Member of the Connecticut House of Representatives from the 129th district
- Incumbent
- Assumed office 2015
- Preceded by: Auden Grogins

Personal details
- Born: November 2, 1982 (age 43) Hartford, Connecticut, U.S.
- Party: Democratic
- Spouse: Christine Stafstrom
- Children: 2
- Education: Fairfield University (BA) Saint Louis University (JD)
- Website: Official website

= Steven Stafstrom =

American attorney and politician

Steven Stafstrom is an American attorney and politician serving as a member of the Connecticut House of Representatives from the 129th district. He was first elected to the chamber in a special election on February 24, 2015.

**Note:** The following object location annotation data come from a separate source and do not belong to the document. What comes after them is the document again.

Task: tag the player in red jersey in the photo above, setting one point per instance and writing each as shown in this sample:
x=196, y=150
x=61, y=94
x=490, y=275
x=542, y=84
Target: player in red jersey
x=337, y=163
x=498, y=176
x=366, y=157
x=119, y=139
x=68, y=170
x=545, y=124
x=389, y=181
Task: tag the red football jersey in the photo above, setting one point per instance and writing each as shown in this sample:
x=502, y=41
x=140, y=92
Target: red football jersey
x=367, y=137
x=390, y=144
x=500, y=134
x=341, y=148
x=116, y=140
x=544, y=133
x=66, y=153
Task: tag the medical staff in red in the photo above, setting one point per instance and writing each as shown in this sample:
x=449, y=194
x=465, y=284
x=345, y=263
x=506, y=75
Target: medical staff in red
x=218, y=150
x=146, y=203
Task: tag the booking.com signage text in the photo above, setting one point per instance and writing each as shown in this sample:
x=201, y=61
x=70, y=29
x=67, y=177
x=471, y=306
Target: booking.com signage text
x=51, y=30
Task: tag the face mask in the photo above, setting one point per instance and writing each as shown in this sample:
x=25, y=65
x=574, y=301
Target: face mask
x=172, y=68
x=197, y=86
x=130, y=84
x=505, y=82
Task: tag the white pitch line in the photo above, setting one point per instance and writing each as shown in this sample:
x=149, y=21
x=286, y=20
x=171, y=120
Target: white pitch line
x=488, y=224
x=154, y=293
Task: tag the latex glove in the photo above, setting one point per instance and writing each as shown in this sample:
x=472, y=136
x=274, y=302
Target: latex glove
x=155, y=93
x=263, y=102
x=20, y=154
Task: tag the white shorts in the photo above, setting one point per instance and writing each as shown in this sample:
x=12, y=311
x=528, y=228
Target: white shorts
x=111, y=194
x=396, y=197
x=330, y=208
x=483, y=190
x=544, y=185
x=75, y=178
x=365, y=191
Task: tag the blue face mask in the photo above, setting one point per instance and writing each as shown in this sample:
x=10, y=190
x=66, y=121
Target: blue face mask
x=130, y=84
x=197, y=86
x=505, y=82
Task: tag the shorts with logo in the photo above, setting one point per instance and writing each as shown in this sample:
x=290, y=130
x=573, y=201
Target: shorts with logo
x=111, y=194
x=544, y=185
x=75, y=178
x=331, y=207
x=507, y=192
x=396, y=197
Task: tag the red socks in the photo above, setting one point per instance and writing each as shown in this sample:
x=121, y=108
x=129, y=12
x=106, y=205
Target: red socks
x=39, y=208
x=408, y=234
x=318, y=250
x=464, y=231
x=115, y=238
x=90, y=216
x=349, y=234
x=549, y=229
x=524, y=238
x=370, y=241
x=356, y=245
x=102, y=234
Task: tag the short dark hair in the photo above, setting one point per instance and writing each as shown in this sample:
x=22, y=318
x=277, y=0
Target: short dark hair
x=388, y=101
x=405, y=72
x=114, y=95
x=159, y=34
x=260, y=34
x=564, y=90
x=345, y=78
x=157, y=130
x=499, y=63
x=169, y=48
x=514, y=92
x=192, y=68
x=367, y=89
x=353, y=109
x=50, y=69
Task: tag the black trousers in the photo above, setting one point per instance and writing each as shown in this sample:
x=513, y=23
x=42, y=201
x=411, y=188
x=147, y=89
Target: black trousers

==Early life and education==

Stafstrom was raised in Orange, Connecticut. He received his Bachelor of Arts degree from Fairfield University in 2005. He then received his J.D. degree from the Saint Louis University School of Law in 2008, where he was an articles editor of the Saint Louis University Law Journal.

== Career ==
As a law student, Stafstrom was a clerk in the office of the Connecticut attorney general. Since 2008, he has been a partner at Pullman & Comley in Bridgeport, Connecticut. He was elected to the Bridgeport City Council in 2013 and the Connecticut House of Representatives in 2015. Since 2019, he has served as co-chair of the House Judiciary Committee. He was previously vice chair of the committee. As co-chair of the House Judiciary Committee, Stafstrom has advocated for gun control and statewide criminal justice reform.